American Civil Liberties Union (ACLU) lawyers had filed lawsuits in Hazleton and Valley Park, as well as in other parts of the country, to contest the measures. In all of the cases, says Omar Jadwat, a New York–based staff attorney who works for the ACLU's Immigrants' Rights Project, the measures were thrown out or scaled back because of the litigation.
"The general principle, constitutionally, is that immigration is the federal government's concern and state and local governments lack any kind of broad authority to act in the area of immigration," Jadwat explains. "If we're going to have a coherent national policy on immigration, we can't have a patchwork of laws." The resolution was passed unanimously in July, and most observers of the political process in Prince William County believe chances are high that the members of the county board will go forward with its plan. "I think their minds are already set," Carlos Aragon, 56, the general manager of Radio Fiesta, tells me. "They're going to pass the resolution." For that reason, a lawsuit seems like the most plausible option for people who are dissatisfied with it.
These days, Juarez meets with people who say they have been discriminated against in Northern Virginia-he carries around sheets of paper with dozens of their names and phone numbers in a worn leather satchel.
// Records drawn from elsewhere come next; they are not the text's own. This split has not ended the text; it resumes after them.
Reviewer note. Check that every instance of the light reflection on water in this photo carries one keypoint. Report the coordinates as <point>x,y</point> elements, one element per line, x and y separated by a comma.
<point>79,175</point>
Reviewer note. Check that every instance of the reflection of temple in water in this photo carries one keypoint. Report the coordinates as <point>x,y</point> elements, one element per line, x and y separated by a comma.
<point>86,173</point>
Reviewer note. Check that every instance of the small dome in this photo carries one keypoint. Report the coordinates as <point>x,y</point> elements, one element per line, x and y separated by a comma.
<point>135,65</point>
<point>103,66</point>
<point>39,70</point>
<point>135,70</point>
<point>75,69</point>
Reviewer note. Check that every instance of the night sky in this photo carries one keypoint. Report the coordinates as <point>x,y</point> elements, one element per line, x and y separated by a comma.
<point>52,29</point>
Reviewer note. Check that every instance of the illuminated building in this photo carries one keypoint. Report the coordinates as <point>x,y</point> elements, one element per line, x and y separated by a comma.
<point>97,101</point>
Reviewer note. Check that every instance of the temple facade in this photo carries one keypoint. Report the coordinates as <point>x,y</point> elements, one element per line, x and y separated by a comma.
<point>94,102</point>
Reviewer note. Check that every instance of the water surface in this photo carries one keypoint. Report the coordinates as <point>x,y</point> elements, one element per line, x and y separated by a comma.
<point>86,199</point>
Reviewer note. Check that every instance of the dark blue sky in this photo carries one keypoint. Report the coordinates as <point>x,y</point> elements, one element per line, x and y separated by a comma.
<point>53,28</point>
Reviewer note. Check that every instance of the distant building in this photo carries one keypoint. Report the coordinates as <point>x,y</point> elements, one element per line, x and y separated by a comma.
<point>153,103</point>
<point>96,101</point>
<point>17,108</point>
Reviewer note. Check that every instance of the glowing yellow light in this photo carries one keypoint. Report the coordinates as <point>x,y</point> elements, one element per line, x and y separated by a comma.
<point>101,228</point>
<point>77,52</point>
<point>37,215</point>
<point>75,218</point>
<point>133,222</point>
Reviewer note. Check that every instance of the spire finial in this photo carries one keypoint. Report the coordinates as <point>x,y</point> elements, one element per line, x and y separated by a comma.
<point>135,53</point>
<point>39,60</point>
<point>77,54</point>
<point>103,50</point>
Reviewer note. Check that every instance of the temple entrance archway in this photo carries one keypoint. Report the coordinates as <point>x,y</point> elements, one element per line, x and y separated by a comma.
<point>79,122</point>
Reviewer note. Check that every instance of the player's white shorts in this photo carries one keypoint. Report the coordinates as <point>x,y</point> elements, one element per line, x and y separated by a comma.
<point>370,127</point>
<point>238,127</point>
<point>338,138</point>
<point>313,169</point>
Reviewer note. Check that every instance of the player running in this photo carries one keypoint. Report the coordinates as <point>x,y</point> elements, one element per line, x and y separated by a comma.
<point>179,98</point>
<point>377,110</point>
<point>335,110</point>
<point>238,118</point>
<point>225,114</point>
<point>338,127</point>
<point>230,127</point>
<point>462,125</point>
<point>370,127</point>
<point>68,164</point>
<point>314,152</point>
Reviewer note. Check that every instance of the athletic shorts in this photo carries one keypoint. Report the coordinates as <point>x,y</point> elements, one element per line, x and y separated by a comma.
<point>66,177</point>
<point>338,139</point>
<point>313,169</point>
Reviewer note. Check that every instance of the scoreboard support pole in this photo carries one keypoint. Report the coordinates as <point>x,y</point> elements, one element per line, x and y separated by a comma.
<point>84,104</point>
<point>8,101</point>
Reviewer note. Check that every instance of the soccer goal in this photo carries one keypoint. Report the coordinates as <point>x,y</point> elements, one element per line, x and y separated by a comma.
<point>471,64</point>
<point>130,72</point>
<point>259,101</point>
He continues circulating among business owners and the media, and co-hosts meetings of hundreds of volunteers, which are held up to three times weekly during times of "crisis," as volunteer Steinbach puts it. As Juarez finishes his coffee, he looks tired (his eyes are bloodshot) and anxious about the work ahead of him. He says he believes groups like Help Save Manassas are "promoting hate and racism."
"The effect of the resolution is fear," he says. "It's affecting thousands, and people are leaving this county because of it. The risk is not from me-even though that is what people say. But liberty and civil rights are at risk. I am now afraid because they have taken that direction."